I grew up in a single parent home where my parents argued alot and my dad just left without event trying to put up a fight. Seeing and hearing  my mom cry at night really sparked that fire to be the man who never made his woman cry... I try my hardest to always keep a smile on my girlfriend's face and reassure her that I'm always on her side and never against her. It took for her leaving me and realizing that I had to get right with me first BEFORE I got right with her. It took many unanswered calls and no reply on my text messages to see she really wasn't for my campaign. I got lucky and was blessed with another chance. Fellas you're not gonna always get lucky and get that second chance. Make that first chance count. If she's worth the commitment, make it count.

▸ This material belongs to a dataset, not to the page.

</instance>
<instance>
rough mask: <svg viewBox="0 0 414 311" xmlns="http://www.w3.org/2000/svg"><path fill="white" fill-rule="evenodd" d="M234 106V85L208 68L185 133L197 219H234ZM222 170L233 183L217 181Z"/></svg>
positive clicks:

I say all that to say this , we're all scared today of what's at stake tomorrow. True love only happens one time. If its worth it, stop being scared and take that risk. Scared money don't make money.....

#SauceApproved

2 comments

  1. Anonymous Said,

    Amen. to that bro, that gave me some insight, Alot of what your saying is true, I know I dnt give a damn abt relationships because thr ppl who I watched never showed me they cared abt them

    Posted on January 29, 2013 at 1:11 PM

     
  2. Relle_Marie Said,

    Your first exposure to a relationship is watching your parents. I tend to subconsciously gravitate towards men who remind me of my father which works in my favor. I also don't think most people are afraid of commitment but afraid of failure. You really have to be comfortble with yourself before you could ever have a successful relationship. I agree and do believe that true love only happens one time and not everyone is blessed to have it. Im glad I didn't loose my chance!